In [1]:
import pandas as pd
import numpy as np
from time import time
import re
import string
import socket
from glob import glob
import os
import pyarrow.parquet as pq

In [2]:
country_code = "US"
print('Country:', country_code)
model='BERT'
iteration='1'
iter_and_model='ITER_'+iteration
if model:
    iter_and_model+='_'+model
print('Folder:', iter_and_model)
# Local
if 'samuel' in socket.gethostname().lower():
    path_to_data = os.path.join('../../data/classification',country_code)
# Cluster
else:
    path_to_data = os.path.join('/scratch/spf248/twitter/data/classification',country_code)
print('Path to data:',path_to_data)

Country: US
Folder: ITER_1_BERT
Path to data: ../../data/classification/US


# Collect all existing labels

In [3]:
print("Surveys:",len(sorted([x.split('/')[-2] for x in glob(os.path.join(path_to_data,'labeling','*','qualtrics','*','labels.csv'))])))

Surveys: 18


In [4]:
# Only keep one label per worker and tweet
labels=pd.concat(
[pd.read_csv(file) for file in glob(os.path.join(path_to_data,'labeling','*','qualtrics','*','labels.csv'))]).sort_values(
by=['tweet_id','class_id','QIDWorker']).drop_duplicates(
['tweet_id','class_id','QIDWorker']).set_index(
['tweet_id','class_id','QIDWorker'])

print('# labels:', labels.shape[0])

# labels: 204480


In [5]:
labels

Unnamed: 0_level_0,Unnamed: 1_level_0,Unnamed: 2_level_0,score
tweet_id,class_id,QIDWorker,Unnamed: 3_level_1
278519817328279552,1,A170EDGL8ZWMSL,yes
278519817328279552,1,A1CFPKUOCGJIM6,yes
278519817328279552,1,A1NHTBY5YB9JH7,yes
278519817328279552,1,A3B7TNVOISSZ2O,yes
278519817328279552,1,AVCXJ9M71WDCB,yes
...,...,...,...
1079723333548093440,4,AGYZ0GAAUIJZX,no
1079723333548093440,5,A1ETJBNTO9ZWZ8,yes
1079723333548093440,5,A2MFMT03E21ZIT,yes
1079723333548093440,5,A3135Y3RMFC3PK,yes


In [6]:
def is_labeled(x):
    # If First sequence was allocated more than once
    if x[0]>1:
        # If no other sequence
        if len(x)==1:
            return True
        else:
            # If second sequence less popular
            if x[1]<x[0]:
                return True
    return False

# Counts labels for each observation
counts=labels.groupby(['tweet_id','class_id'])['score'].value_counts().rename('count')

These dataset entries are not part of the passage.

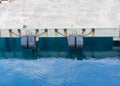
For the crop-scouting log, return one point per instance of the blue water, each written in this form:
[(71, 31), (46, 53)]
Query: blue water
[(60, 72)]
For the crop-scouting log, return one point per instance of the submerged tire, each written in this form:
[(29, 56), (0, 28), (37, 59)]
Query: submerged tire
[(31, 42), (24, 43), (79, 41)]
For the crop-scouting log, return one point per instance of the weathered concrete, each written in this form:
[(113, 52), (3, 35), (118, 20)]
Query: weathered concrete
[(60, 13)]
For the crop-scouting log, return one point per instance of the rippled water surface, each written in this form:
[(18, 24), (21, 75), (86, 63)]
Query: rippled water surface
[(60, 72)]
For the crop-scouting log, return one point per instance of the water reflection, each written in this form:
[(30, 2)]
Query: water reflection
[(60, 72)]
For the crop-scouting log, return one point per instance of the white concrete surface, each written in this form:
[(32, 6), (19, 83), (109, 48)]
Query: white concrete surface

# Keep tweets that were labeled more than once with most popular labels strictly dominating
ids_labeled=counts.groupby(['tweet_id','class_id']).apply(list).apply(is_labeled).groupby('tweet_id').sum().where(lambda x:x==5).dropna().index
print('# labeled tweets:', len(ids_labeled))

# labeled tweets: 10522


In [7]:
# Keep most popular label sequence
labels=counts.reindex(ids_labeled,level='tweet_id').reset_index(
level='score').groupby(['tweet_id','class_id'])['score'].first().unstack()
labels.index=labels.index.astype(str)

class2name=dict(zip(range(1,6),[
'is_unemployed',
'job_loss',
'job_search',
'is_hired',
'job_offer',
]))

['Does this tweet indicate that the user is currently unemployed?',
'Does this tweet indicate that the user became unemployed within the last month?',
'Does this tweet indicate that the user is currently searching for a job?',
'Does this tweet indicate that the user was hired within the last month?',
'Does this tweet contain a job offer?',]

labels.rename(columns=lambda x:class2name[x],inplace=True)
labels.reset_index(inplace=True)

# Merge with input data

In [8]:
tweets=pd.DataFrame()
sample_files=glob(os.path.join(path_to_data,'labeling',iter_and_model,'sample','*'))
for sample_file in sample_files:
    if '.pkl' in sample_file:
        tweets=pd.concat([tweets,pd.read_pickle(sample_file)])
    elif '.parquet' in sample_file:
        tweets=pd.concat([tweets,pd.read_parquet(sample_file)])
    else:
        print('Extension error:', sample_file)
tweets=tweets.drop_duplicates('tweet_id')[['tweet_id','text']]
tweets.tweet_id=tweets.tweet_id.astype(str)
print('# Input tweets:',tweets.shape[0])

tweets=tweets.merge(labels)
print('# Labeled tweets:',tweets.shape[0])

# Input tweets: 990
# Labeled tweets: 755


In [9]:
tweets[class2name.values()].applymap(lambda x:x=='yes').mean()

is_unemployed    0.250331
job_loss         0.123179
job_search       0.137748
is_hired         0.123179
job_offer        0.182781
dtype: float64

In [10]:
tweets.to_pickle(os.path.join(path_to_data,'labeling',iter_and_model,'labels.pkl'))